Y aquí me surge una reflexión: ¿no es, precisamente, esta conexión emocional con una misma y con otras lo que debería definir un liderazgo genuino? Pero, en lugar de reconocer este valor, el sistema sigue desincentivando los comportamientos auténticos y promoviendo estándares rígidos, excluyentes. Esta estructura no solo penaliza a las mujeres, sino que perpetúa un modelo obsoleto que favorece la apariencia por encima de la competencia.
Y, en todo caso, si fuera cierto que las mujeres experimentamos esta inseguridad, ¿no sería esta una consecuencia de un sistema que nos hace dudar de nosotras mismas? La inseguridad, en este caso, no es una característica intrínseca, sino una herramienta de control.
Cuando las mujeres se cuestionan sus capacidades o decisiones, no es casualidad, sino el resultado de un entorno que constantemente les envía mensajes contradictorios: se valora la autoconfianza, pero se penaliza si esta no encaja en los cánones tradicionales; se reclama liderazgo, pero se critica cuando este no se alinea con el modelo dominante.
"Cuando las mujeres se cuestionan sus capacidades o decisiones, no es casualidad, sino el resultado de un entorno que constantemente les envía mensajes contradictorios"
Y mientras tanto, el discurso patriarcal asegurando que la desigualdad no existe y que el problema reside en las mujeres, que supuestamente no tienen la autoconfianza necesaria para destacar.
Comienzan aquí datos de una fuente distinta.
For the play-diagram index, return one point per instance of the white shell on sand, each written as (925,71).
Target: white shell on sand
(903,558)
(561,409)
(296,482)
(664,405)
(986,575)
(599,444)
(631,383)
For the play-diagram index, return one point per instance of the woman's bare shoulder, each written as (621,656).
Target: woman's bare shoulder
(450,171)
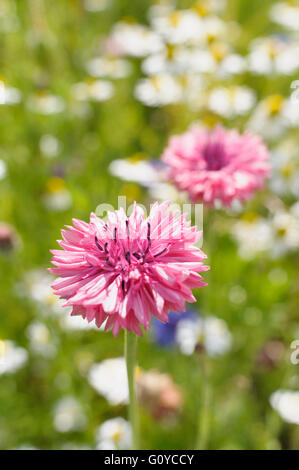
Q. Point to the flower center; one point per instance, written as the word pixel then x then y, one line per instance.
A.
pixel 125 256
pixel 214 155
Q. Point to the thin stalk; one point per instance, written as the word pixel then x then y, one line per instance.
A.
pixel 130 355
pixel 204 415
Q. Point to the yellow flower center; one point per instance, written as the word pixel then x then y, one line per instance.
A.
pixel 288 169
pixel 55 184
pixel 250 217
pixel 170 50
pixel 281 231
pixel 156 82
pixel 274 104
pixel 3 348
pixel 201 7
pixel 175 18
pixel 116 436
pixel 219 50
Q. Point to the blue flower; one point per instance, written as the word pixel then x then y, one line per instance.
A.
pixel 164 333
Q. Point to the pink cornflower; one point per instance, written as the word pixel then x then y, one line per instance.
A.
pixel 128 269
pixel 217 165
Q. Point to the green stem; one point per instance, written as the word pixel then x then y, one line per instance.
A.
pixel 130 355
pixel 204 414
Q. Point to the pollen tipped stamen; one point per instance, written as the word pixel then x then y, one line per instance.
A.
pixel 161 252
pixel 149 242
pixel 97 243
pixel 109 262
pixel 128 228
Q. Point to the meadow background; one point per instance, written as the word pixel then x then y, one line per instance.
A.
pixel 55 151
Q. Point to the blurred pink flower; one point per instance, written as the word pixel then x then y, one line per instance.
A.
pixel 127 269
pixel 217 165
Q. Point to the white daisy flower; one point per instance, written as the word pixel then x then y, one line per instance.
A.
pixel 133 40
pixel 95 5
pixel 49 145
pixel 109 379
pixel 253 236
pixel 37 285
pixel 210 332
pixel 9 95
pixel 68 415
pixel 144 172
pixel 286 403
pixel 179 26
pixel 231 101
pixel 58 201
pixel 286 13
pixel 273 116
pixel 284 179
pixel 109 67
pixel 45 103
pixel 285 228
pixel 94 90
pixel 114 434
pixel 159 90
pixel 273 55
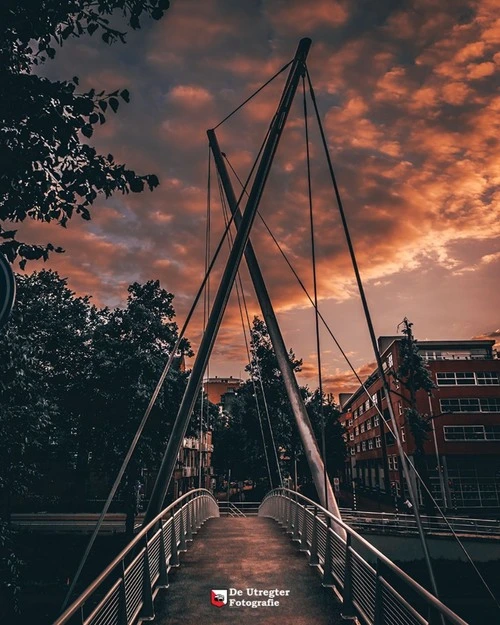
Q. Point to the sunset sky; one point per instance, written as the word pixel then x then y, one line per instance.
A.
pixel 409 96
Así, la narrativa del síndrome de la impostora no solo perpetúa esta dinámica, sino que se convierte en una auténtica estrategia de "luz de gas". Un mecanismo sutil, pero efectivo que, en esencia, dice: "El problema no es el sistema; estás equivocada, el problema es que te faltan las competencias necesarias".
Es hora de transformar esta narrativa simplista que patologuiza la diferencia y empezar a cuestionar las estructuras que generan estas desigualdades. Como bien intuía Sylvia Plath, no es la falta de capacidad lo que nos frena, sino un entorno que oprime nuestro verdadero potencial. Sugiero que dejemos de hablar del síndrome de la impostora y pongamos el foco en lo que podríamos llamar "Campana de Cristal": estructuras que asfixian las ambiciones de las mujeres.